On the other hand, we have the smugly self-righteous socialists (who love assonance, apparently) claiming that they know a teacher who is working 20 hour days, every day, for 5 years, and whose pay has been cut by 90%, and who is paying a breathing levy imposed by the government, and is having to use her own blood as ink in the classroom, while her classmates (who, gasp, didn't even go to college!) are working for a bank now, and drive a gold Ferrari powered by €500 notes and caviar.
Enjoyable though contests of hyperbole are, they distract from the fact that we are wasteful with public money, and that there is a massive need to trim the fat. And my God, what fat! Before we go anywhere near the exhausted teachers, knife-dodging guards, or even possibly-surplus administrative staff, why don't we examine the necessity of this little service:
That's right - an ad, starring children, telling us that we need to exercise and eat nice foods if we want to be healthy. Breaking news indeed. Pity that, as well as having a blindingly self-obvious message, the ads themselves are so incredibly ineffective.
Now, maybe they thought that by having children act as snooty, Green Party-voting, philosophy graduates who have part time jobs in Art Galleries as they try to break through into the burgeoning haiku-writing scene, that the whole irritating pantomime would be cute or funny.
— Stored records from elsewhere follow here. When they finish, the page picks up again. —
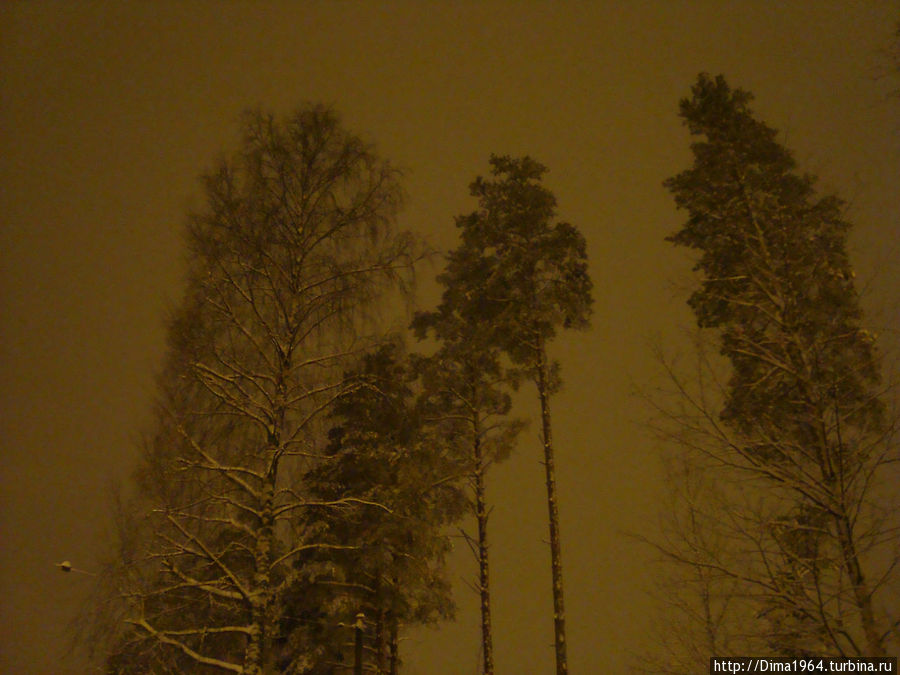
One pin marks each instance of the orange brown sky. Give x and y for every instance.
(110, 110)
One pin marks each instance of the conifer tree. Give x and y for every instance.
(521, 277)
(466, 393)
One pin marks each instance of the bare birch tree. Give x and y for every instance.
(296, 243)
(793, 524)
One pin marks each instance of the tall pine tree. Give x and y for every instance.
(521, 277)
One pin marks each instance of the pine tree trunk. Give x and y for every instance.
(395, 646)
(860, 588)
(487, 644)
(559, 613)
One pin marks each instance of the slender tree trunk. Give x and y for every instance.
(559, 612)
(358, 643)
(481, 514)
(395, 646)
(861, 593)
(380, 666)
(261, 599)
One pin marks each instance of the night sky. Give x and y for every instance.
(110, 112)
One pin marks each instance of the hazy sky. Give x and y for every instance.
(109, 112)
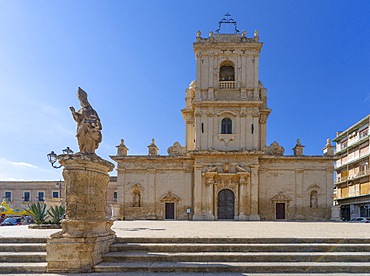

It is not. It is merely irritating and annoying.
Perhaps the two (yes two!) quangoes involved in producing this ad thought that, by using kids, they could convince young people to "be cool and eat right!". Only problem, children at the stage of those in the ad eat what they are given by their parents. Children older than those in the ads are going to think any message supplied by younger kids is inherently wrong and uncool. So a big fail there then, as well.
I don't know how much this cost, but if the wastage in FAS is anything to go by, we may be picking up the tab for a cool half mill. €500 k for something that tells me I'm fat, and I need to eat healthy. I'm married, I don't need this ad. So next time someone says we need to trim the budget, don't look at the guards, don't look at the teachers, don't look at the nurses. Start looking at the bleedin' obvious - or at least advertising budgets aimed at promoting the same.